La possibilité d’un impact sur les standards européens environnementaux ou dans le secteur de la santé n’est donc pas un mythe ou un hypothétique scénario catastrophe, comme aimerait le faire croire la Commission européenne. Dans le cas des discussions avec les Etats-Unis, ce risque se trouve augmenté par la nature conflictuelle des relations transatlantiques dès lors qu’il s’agit de recourir au principe de précaution. Ce sont là deux modèles de société qui s’opposent : lorsqu’aux Etats-Unis sont mesurés les coûts et bénéfices de la mise sur le marché de tel ou tel produit, en Europe le principe de précaution veut que le caractère inoffensif du produit en question soit démontré en amont. Une logique à laquelle les Américains ne peuvent se résoudre. Ils le répètent régulièrement, de manière plus ou moins directe, plus ou moins diplomatique, mais le fait est là, si les discussions laissent apparaître la moindre possibilité de révision du principe de précaution, ils la saisiront sans hésiter. Tout tient donc à l’attitude de la Commission européenne et à la façon dont elle saura résister aux pressions.

Footnotes:

[1Etude menée par 18 chercheurs européens et américains et publiée dans le « Journal of Clinical Endocrinology and Metabolism » en avril 2015, disponible en ligne sur http://press.endocrine.org/doi/pdf/10.1210/jc.2014-4324.

[2Lire à ce sujet le rapport de Corporate Europe Observatory (Observatoire européen des affaires), A Toxic Affair: How the chemical lobby blocked action on hormone disrupting chemicals (Une affaire toxique : comment le lobby chimique a bloqué l’action sur les perturbateurs endocriniens), 19 mai 2015, disponible en ligne sur http://corporateeurope.org/sites/default/files/toxic_lobby_edc.pdf.

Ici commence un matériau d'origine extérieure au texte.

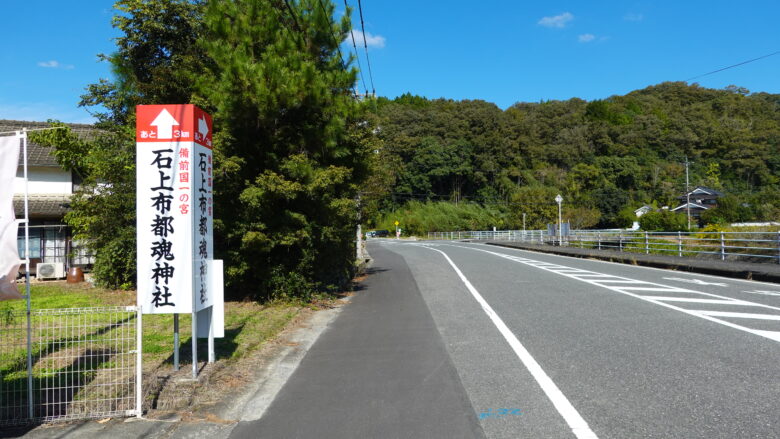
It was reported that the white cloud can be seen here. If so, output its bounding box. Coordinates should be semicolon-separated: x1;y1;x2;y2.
348;29;385;49
538;12;574;29
623;12;645;21
38;60;73;70
0;102;95;123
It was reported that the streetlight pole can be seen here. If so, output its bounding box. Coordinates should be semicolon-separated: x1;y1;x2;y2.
555;194;563;246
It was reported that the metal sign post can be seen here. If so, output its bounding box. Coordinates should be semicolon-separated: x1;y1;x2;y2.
136;105;214;378
555;194;563;246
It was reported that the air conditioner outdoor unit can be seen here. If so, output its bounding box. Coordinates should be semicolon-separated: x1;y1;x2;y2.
35;262;65;280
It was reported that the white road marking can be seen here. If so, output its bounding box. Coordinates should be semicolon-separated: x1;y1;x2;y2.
444;245;780;341
421;245;598;439
694;311;780;320
743;290;780;296
664;277;729;287
464;242;777;287
642;296;752;306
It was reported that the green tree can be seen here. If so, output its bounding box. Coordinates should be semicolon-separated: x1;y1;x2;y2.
37;0;203;288
199;0;371;298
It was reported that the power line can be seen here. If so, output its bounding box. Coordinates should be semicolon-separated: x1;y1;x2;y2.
319;0;357;99
358;0;376;96
685;51;780;82
344;0;368;94
284;0;303;34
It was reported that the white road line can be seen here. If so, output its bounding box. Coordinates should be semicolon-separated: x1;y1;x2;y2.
693;310;780;320
444;245;780;342
421;245;598;439
616;287;688;293
464;242;777;287
642;296;752;306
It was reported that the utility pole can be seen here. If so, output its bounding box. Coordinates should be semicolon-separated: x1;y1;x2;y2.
555;194;563;246
523;212;525;240
355;192;363;261
685;159;691;231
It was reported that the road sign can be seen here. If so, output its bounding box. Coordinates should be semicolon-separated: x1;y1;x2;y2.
136;105;214;314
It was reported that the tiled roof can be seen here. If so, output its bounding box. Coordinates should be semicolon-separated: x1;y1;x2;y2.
0;119;95;168
14;194;70;219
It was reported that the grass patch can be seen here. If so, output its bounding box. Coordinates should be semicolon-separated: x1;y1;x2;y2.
0;281;310;421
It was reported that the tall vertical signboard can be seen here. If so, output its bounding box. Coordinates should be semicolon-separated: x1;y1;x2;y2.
136;105;214;314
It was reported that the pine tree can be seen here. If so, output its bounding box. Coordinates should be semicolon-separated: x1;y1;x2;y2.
196;0;368;298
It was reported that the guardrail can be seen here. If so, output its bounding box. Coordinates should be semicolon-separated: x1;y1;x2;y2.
428;230;780;263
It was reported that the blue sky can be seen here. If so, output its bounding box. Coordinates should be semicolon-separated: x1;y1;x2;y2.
0;0;780;122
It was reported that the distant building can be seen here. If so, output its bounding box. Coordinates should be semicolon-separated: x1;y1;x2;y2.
634;204;653;218
672;186;724;218
0;120;94;272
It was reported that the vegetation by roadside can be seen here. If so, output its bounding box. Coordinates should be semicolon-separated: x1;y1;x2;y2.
0;282;336;418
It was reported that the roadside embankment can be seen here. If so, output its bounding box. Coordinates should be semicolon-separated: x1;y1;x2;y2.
471;240;780;283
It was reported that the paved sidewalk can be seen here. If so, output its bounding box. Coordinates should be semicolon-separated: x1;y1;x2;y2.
231;246;484;439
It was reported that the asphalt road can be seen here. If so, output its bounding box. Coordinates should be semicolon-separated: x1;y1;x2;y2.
232;240;780;438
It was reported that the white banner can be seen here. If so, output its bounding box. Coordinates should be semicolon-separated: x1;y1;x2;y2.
0;135;22;300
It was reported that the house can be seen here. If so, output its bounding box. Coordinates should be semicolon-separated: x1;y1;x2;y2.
672;186;724;218
0;120;93;277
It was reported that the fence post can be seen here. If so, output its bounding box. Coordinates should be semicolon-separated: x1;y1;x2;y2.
677;230;682;257
135;306;144;418
777;231;780;264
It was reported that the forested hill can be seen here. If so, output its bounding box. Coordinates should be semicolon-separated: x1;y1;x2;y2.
368;82;780;227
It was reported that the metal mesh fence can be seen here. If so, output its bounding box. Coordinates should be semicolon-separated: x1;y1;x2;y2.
0;307;138;425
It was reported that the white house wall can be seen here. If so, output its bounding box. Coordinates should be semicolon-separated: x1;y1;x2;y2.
14;167;73;195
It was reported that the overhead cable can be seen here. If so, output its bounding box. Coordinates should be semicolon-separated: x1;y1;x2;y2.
685;51;780;82
344;0;368;95
358;0;376;96
319;0;357;98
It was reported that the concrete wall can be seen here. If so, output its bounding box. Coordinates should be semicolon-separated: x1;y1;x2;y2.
14;167;73;195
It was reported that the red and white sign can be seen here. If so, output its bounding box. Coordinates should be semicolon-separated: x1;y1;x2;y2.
136;105;214;314
135;104;212;149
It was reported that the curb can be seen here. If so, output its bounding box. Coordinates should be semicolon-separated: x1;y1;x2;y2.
478;241;780;283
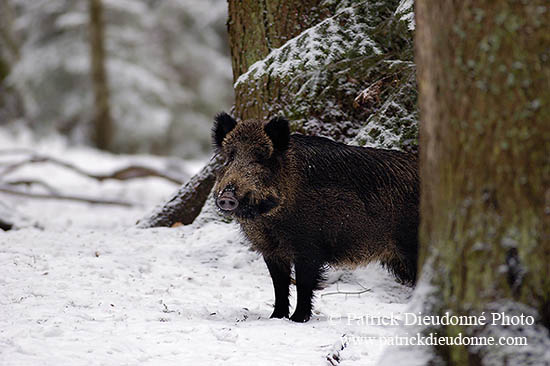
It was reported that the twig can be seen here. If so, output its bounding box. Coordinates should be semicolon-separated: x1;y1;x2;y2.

[3Les sables bitumineux sont un mélange de pétrole brut, de sable, d’argile et d’eau. Les techniques d’extraction de ce pétrole ont été critiquées pour leur terrible impact environnemental. L’exploitation nécessite en effet de raser de grandes étendues de forêt afin de créer de gigantesques mines à ciel ouvert et dégage une grande quantité de gaz à effet de serre ainsi que des rejets chimiques toxiques.